Review: Decelerate Blue

Outsiders in literature usually are some of the best characters for a reader to follow.  As they usually feel like voyeurs to the story, assuming certain perceptions while experiencing others.  This is something all teenagers deal with at some point, where no one understands them. This is even more prevalent in young adult fiction, where teen angst dances in the pale moonlight of the apocalypse.

This is what makes the Mortal Instruments books so fascinating to both teenagers and adults, as the story is written with such clarity that the believability is easy for most readers. Another good example is Warm Bodies which the film doesn’t do justice to the writer’s inner monologue of the main character. Growing up in a dystopian future, is never easy one that would break most adults but makes teenage lives thrive. In Adam Rapp and Mike Cavallaro’s fascinating story Decelerate Blue , we get to see the Armageddon through the eyes of one such teenager.

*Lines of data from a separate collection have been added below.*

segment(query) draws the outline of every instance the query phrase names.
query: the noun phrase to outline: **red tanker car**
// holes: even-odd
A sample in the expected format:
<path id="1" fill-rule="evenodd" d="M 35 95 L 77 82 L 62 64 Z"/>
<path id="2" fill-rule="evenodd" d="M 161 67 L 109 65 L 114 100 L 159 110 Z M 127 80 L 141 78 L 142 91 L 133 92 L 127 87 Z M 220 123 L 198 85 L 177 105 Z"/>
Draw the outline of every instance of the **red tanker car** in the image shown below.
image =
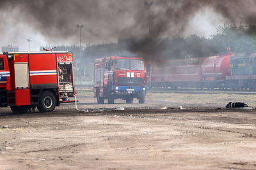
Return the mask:
<path id="1" fill-rule="evenodd" d="M 233 53 L 204 58 L 170 60 L 151 64 L 152 87 L 225 88 L 226 76 L 230 75 Z"/>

We meet Angela a teenager who notices how certain things are not normal, such as everyone being implanted with a chip to track their every move, an unhealthy obsession with the use of language and real food has been replaced by cement like material which has yielded some fatal incidents. As she struggles her awareness of the shadowy organization known as the Guarantee Committee, it is only spurred by a book written by a famous theorist who predicted the reality Angela lives in. Through a series of mishaps, she finds an underground movement where mostly teenagers live, and they can eat real food and even take in oxygen from a can. This is also where she meets kindred soul in Gladys, someone who finally sees Angela for who she is, at the same time, she envelopes herself in what the world was before Guarantee Committee took over the world. Eventually she meets the author of the book, who her favorite teacher, just so happens to take care of, as everything comes full circle for our heroine. By book’s end, the underground falls apart, and Angela becomes part of GC society once again until she finds liberation in all its glory.

Overall, an excellent graphic novel that is a mirror portrait of society’s obsession with technology and order. The story by Rapp is bleak, engaging,and commanding. The art by Cavallaro is luminous and vivacious. Altogether, a story that will have readers assessing their own obsession with “staying connected”.